Fast forward to my baby cousin being born. He was born with dwarfism. His mom (my cousin) doesn’t treat him any different than the rest of her kids. And like my other cousin he’s actually doing freaking fantastic. He’s a little fighter and super spunky hell the damn kid runs the freaking show like a little Napoleon 🤣 but again my cousin gets slack for not catering to him because of his “disability”

My family talks about this all the time and the general consensus with my family is that Vals (the cousin with downs) incredible accomplishments can be attributed to the fact that we never treated her any different. Other families we know with special needs kids have felt the same.

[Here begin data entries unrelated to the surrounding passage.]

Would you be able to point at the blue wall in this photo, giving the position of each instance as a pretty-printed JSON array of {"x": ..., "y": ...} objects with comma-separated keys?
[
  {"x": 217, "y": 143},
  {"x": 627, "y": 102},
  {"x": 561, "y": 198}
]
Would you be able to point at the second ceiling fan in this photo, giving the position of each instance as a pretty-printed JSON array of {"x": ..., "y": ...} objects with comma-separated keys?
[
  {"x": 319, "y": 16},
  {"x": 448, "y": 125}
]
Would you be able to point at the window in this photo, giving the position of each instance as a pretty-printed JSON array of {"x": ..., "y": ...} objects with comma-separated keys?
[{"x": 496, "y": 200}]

So it’s mind blowing to me when I hear people get upset over the we treat them.

Which brings me to the topic question, should people with special needs be treated any different than anyone else?

Example: I had a art class with a kid with autism. We would be doing super cool projects like painting self portraits, air brushing, sculpting. But he would be given a cartoon coloring book and crayons. One day he got super pissed off that he couldn’t paint his self portrait like the rest of the class and flung the coloring book across the room. The teacher got upset and eventually the whole class was yelling at the teacher to just let him freaking paint like the rest of us. The teacher basically was making it out like he couldn’t paint because he would make a big mess. (Which he didn’t plus the kids at his table were helping him.